Join the conversation
Join the community of Machine Learners and AI enthusiasts.
Sign UpInterested too, there's no OCR leaderboard?
@HakunaMatata1997
hello!
I think on top of my head I can't think of an OCR model specifically, I was mostly using easyocr. OCR is a problem that is pretty much solved, so most of the AI work around docs are focused on understanding documents (because it's more than image -> text, it involves text, charts, tables, whole layout and more)
if you really want OCR there are models like https://huggingface.co/facebook/nougat-base that is for PDF to markdown for instance.
I can also recommend some for document understanding in general (which works on text + chart + image + layout) zero shot or as a backbone to finetune.

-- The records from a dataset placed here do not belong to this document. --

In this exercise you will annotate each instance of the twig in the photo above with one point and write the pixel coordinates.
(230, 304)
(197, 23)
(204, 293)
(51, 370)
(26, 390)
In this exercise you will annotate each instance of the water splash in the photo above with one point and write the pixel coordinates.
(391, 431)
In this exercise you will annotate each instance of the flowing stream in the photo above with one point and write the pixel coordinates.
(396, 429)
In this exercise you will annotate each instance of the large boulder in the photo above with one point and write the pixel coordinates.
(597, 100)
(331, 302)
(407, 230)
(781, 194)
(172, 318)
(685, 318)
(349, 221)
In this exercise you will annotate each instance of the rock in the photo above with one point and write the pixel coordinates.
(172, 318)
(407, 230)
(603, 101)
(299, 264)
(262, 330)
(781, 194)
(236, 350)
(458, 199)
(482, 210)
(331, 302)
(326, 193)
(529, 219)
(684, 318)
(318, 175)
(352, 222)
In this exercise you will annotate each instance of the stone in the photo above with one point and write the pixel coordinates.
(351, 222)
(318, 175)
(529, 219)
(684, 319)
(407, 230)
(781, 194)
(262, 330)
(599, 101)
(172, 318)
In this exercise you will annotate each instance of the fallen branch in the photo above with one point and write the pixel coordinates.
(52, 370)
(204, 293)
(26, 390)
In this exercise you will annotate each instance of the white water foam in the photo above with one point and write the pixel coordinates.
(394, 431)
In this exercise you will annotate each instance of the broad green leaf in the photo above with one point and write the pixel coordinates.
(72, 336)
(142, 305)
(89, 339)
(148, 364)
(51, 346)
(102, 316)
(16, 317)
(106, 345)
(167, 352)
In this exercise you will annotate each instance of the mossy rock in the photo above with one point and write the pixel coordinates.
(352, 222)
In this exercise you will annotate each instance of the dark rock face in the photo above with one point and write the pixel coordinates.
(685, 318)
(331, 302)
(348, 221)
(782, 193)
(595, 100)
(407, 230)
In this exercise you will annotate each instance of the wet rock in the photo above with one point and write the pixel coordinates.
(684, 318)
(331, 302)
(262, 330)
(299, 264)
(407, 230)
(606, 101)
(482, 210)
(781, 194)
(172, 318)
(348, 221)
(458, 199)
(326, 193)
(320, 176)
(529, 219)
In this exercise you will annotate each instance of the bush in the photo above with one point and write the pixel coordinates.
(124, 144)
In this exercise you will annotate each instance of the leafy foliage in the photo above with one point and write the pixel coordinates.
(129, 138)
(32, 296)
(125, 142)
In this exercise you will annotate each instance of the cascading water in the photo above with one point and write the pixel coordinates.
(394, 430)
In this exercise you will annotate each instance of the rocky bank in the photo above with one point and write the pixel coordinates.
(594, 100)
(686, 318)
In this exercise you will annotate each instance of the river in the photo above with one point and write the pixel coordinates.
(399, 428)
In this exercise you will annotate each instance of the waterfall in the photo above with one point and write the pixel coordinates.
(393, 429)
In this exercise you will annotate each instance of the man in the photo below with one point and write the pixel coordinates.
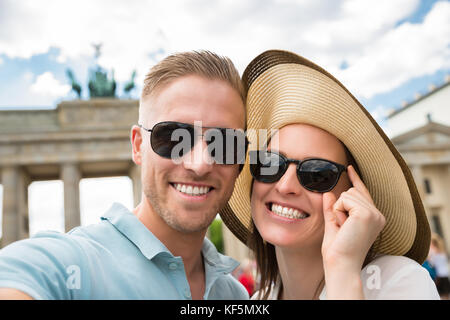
(159, 250)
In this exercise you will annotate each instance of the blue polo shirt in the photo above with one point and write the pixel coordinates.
(118, 258)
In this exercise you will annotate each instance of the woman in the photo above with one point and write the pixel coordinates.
(325, 201)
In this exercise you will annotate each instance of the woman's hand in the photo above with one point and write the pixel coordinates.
(352, 223)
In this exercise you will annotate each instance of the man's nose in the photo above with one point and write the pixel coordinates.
(198, 159)
(289, 183)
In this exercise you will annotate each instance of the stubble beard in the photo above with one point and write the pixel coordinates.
(171, 218)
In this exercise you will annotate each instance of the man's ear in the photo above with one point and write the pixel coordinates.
(136, 144)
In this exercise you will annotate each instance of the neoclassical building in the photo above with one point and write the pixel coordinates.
(79, 139)
(421, 132)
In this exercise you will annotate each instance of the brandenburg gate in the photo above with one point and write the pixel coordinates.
(79, 139)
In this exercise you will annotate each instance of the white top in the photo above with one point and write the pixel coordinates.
(440, 262)
(389, 278)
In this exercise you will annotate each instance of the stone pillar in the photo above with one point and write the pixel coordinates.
(446, 210)
(15, 204)
(22, 196)
(71, 176)
(135, 175)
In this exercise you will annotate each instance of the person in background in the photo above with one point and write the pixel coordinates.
(158, 250)
(246, 276)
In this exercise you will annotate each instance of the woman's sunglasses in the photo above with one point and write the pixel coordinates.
(317, 175)
(172, 140)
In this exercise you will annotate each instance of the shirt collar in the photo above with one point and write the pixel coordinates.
(150, 246)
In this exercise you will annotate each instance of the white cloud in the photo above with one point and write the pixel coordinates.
(47, 85)
(380, 54)
(403, 53)
(98, 194)
(46, 206)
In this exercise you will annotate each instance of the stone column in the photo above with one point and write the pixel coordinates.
(135, 175)
(22, 196)
(15, 204)
(70, 175)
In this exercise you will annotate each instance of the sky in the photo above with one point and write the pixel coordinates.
(383, 51)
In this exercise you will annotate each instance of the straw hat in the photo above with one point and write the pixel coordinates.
(285, 88)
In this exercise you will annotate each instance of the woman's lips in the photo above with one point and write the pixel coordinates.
(286, 212)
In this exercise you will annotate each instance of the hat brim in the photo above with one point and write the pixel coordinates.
(285, 88)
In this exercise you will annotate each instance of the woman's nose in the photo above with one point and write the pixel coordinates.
(198, 159)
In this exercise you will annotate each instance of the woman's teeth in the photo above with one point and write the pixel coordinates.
(191, 190)
(288, 212)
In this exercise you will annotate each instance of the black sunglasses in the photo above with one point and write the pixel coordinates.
(315, 174)
(172, 140)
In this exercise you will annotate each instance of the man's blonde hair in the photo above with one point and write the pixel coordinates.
(202, 63)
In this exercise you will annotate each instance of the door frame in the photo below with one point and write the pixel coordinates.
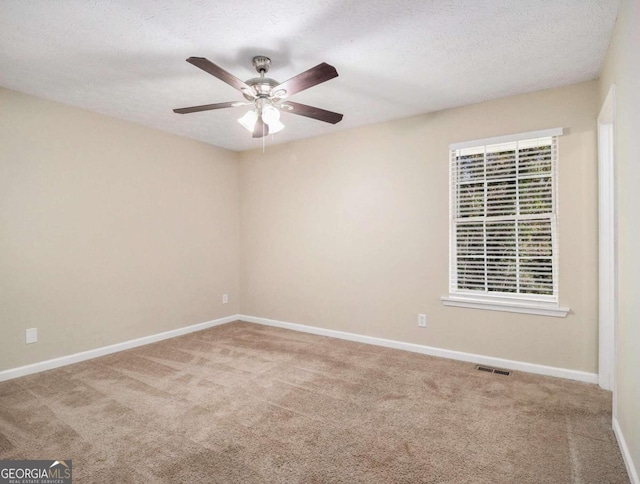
(607, 317)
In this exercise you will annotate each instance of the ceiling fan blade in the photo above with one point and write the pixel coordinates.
(260, 129)
(207, 107)
(314, 76)
(315, 113)
(217, 71)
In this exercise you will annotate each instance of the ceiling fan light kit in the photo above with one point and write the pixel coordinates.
(267, 95)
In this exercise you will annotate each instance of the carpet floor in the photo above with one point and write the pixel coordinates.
(243, 403)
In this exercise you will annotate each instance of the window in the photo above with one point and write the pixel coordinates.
(504, 224)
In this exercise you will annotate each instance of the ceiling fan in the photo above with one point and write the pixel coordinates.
(268, 96)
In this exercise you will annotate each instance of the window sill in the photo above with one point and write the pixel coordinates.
(528, 307)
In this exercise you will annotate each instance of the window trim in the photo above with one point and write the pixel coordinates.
(527, 304)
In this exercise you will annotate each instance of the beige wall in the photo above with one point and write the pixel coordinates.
(108, 231)
(350, 231)
(622, 68)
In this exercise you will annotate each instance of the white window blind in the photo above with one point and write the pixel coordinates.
(503, 219)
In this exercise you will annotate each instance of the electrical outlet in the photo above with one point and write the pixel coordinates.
(32, 335)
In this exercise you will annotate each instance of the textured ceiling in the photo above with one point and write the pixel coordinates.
(126, 58)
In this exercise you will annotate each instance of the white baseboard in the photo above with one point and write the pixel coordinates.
(430, 350)
(107, 350)
(415, 348)
(626, 455)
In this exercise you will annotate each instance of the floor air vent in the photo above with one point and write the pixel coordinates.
(497, 371)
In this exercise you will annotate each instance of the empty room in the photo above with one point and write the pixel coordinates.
(319, 241)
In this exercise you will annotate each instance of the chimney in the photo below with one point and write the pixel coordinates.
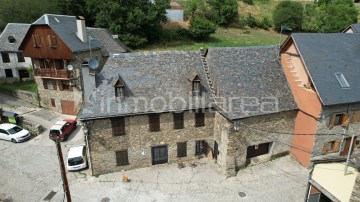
(81, 28)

@merve more particularly if i say, something like understanding text good enough in images so the response are accurate enough from VLM
If you both need the model to be able to do some difficult reasoning about the information on the image, and you want the text on the image to be output as is:
QwenVL-Base, MiniCPM-Llama3-V-2_5, Fuyu-8B
And here are some good OCR-related leaderboards, on which you can also find a lot of very strong models.
For example, OCRBench converts a lot of proprietary OCR-era review(2 stages) into an end-to-end model format.
I recently came across one called reka-vibe-eval, which asks many questions about rich documents.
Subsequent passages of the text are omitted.